Amazon today finally offered up a detailed failure report itemizing what went wrong last week when its Elastic Compute Cloud went down and took a chunk of the internet with it. It's quite a read. That is, it's quite a read if you can get through all the definitions and jargon. Data Center Knowledge does a pretty good job of simplifying it a bit, but let's make it a bit simpler.
Amazon's EC2 is a complicated beast made up of many automated processes that all interact with each other in predictable well engineered ways. What brought it all crashing down was process complexity. An unanticipated mistake during a capacity upgrade sent rerouted traffic on the wrong path. That caused problems for other components of the cloud, which responded automatically as they were designed to. Simultaneously. That overloaded more stuff, which caused more automatic responses, which overloaded more stuff. Simultaneously. Which...
Well you get the idea now - it was a cascading failure. If this were one server or something, the obvious fix is the ubiquitous reboot -- just wipe the slate clean and start fresh. But for EC2 or probably any large distributed cloud it wasn't nearly so easy I guess and it took days to get back to normal.

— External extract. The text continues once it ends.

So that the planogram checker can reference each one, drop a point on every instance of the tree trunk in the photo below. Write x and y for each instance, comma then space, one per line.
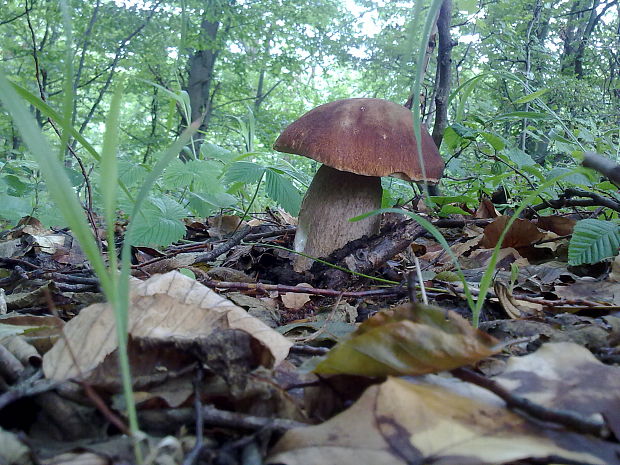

So what did Amazon do wrong? Well, nothing we won't see happen again to them and other similarly large, complicated systems. Nothing, and I mean nothing, will work out all such issues except time and usage. The more complex things get, the harder it becomes to predict how they will respond to a wide variety of stimuli. Each time this sort of thing happens, their engineers will adjust the design so that their cloud becomes that much more stable. Just call it growing pains.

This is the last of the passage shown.